Each has a family, a story, a series of choices and events that have led to a life spent in a cage. Do you know who is wrongfully convicted? Do you know who is innocent?

Ray was once another name in a long list of names. Another person deemed irredeemable. The worst kind of cold-blooded killer that ever walked this earth.

Only it wasn’t true.

Can we judge who deserves to live and who deserves to die? Do we have that right, and do we have that right when we know that we are often wrong? If one out of every ten planes crashed, we would stop all flights until we figured out what was broken. Our system is broken; isn’t it time to put a stop to the death penalty? Bryan references the famous saying about how the moral arc of the universe bends toward justice, and he adds that justice needs help. Justice only happens when good people take a stand against injustice. The moral arc of the universe needs people to support it as it bends.

Do we choose love or do we choose hate? Do we help or do we harm?

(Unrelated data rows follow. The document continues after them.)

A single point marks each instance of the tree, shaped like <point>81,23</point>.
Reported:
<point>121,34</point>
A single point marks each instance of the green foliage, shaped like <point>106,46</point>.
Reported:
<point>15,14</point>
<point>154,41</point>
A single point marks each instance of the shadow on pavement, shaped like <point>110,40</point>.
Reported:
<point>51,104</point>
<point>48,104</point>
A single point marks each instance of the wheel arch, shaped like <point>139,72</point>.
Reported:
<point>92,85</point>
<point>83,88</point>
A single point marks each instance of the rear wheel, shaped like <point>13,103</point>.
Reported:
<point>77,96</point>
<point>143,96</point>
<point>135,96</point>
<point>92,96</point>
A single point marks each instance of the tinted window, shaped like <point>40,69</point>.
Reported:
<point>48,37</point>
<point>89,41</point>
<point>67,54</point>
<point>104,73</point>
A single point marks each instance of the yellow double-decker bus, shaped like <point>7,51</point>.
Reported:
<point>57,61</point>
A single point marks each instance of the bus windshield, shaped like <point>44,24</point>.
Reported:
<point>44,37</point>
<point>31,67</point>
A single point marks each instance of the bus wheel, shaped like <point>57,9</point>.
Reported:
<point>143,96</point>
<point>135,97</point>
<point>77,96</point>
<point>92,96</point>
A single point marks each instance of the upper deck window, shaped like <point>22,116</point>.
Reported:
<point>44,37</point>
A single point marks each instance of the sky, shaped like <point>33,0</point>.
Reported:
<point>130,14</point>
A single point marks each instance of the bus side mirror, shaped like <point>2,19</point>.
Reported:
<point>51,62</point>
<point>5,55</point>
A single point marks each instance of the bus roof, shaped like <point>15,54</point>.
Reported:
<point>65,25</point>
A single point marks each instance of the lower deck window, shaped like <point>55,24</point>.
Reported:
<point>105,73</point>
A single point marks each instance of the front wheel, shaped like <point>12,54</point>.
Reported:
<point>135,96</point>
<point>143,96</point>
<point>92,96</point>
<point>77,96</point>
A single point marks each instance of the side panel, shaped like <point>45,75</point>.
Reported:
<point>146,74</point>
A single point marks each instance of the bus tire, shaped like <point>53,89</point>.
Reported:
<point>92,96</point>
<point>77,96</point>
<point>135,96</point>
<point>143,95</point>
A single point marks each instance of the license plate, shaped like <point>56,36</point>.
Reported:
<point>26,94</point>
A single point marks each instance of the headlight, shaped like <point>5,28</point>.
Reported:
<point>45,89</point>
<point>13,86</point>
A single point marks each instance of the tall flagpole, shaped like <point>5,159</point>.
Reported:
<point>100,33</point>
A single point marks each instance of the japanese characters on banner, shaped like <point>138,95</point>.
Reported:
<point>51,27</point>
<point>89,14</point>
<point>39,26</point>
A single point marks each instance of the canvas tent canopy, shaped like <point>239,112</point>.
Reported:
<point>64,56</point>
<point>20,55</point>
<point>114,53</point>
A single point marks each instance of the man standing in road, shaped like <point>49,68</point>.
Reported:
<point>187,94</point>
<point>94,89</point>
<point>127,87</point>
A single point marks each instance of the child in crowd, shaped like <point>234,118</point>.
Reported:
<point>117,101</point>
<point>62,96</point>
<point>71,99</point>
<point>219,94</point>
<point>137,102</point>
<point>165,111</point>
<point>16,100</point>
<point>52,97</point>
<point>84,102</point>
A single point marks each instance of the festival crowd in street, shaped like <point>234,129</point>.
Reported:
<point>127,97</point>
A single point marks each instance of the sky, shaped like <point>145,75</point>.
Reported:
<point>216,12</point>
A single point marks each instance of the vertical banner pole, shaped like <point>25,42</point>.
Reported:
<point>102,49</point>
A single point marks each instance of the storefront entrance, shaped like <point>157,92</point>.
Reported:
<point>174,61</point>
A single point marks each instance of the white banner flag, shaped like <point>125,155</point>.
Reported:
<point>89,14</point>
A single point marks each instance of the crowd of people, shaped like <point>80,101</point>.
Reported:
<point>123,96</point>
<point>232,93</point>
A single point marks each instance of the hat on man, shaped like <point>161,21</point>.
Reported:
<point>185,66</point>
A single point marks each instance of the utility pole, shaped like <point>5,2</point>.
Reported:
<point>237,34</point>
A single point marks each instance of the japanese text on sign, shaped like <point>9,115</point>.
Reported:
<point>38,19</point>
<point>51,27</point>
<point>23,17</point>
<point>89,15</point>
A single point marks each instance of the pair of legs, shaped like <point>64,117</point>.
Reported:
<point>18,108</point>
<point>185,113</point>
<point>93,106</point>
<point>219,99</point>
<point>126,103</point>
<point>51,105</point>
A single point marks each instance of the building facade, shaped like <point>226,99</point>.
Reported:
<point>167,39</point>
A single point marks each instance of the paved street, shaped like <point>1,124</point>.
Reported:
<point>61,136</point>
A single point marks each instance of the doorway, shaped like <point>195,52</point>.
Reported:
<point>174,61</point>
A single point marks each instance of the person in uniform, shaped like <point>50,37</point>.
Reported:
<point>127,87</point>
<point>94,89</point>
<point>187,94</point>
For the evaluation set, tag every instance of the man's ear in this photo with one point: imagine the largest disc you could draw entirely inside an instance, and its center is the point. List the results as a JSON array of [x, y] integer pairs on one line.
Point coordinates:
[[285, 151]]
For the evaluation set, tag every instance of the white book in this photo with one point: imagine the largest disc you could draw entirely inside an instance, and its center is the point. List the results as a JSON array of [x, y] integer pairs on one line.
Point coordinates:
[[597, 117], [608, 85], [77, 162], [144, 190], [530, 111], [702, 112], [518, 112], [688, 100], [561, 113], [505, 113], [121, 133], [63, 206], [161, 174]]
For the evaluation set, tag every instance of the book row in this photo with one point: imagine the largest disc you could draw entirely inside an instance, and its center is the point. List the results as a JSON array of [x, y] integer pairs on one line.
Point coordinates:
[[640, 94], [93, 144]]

Everyone can work for social justice and to create a judicial system that does not sentence you based on your income or your skin color. We can vote for politicians who believe that we have a system in need of reform and are willing to acknowledge the broken pieces and replace them. Ray believes that we need a system that gets to the root cause of criminality and leads with the belief that people can be rehabilitated and that every single life is worthwhile. “When men and women are exonerated and released from wrongful incarceration, they need support to transition back to noninstitutional life,” Ray says. “They don’t need cameras in their faces; they need help getting a driver’s license, a job, and a safe place to live. They need help reintegrating into a quickly changing technological world. They need compensation for the years they lost. They need to know they are valued.”

Who has value? How do you decide who matters?

“The death penalty is broken, and you are either part of the Death Squad or you are banging on the bars,” Ray has said. “Choose.”

And maybe some lives will change forever.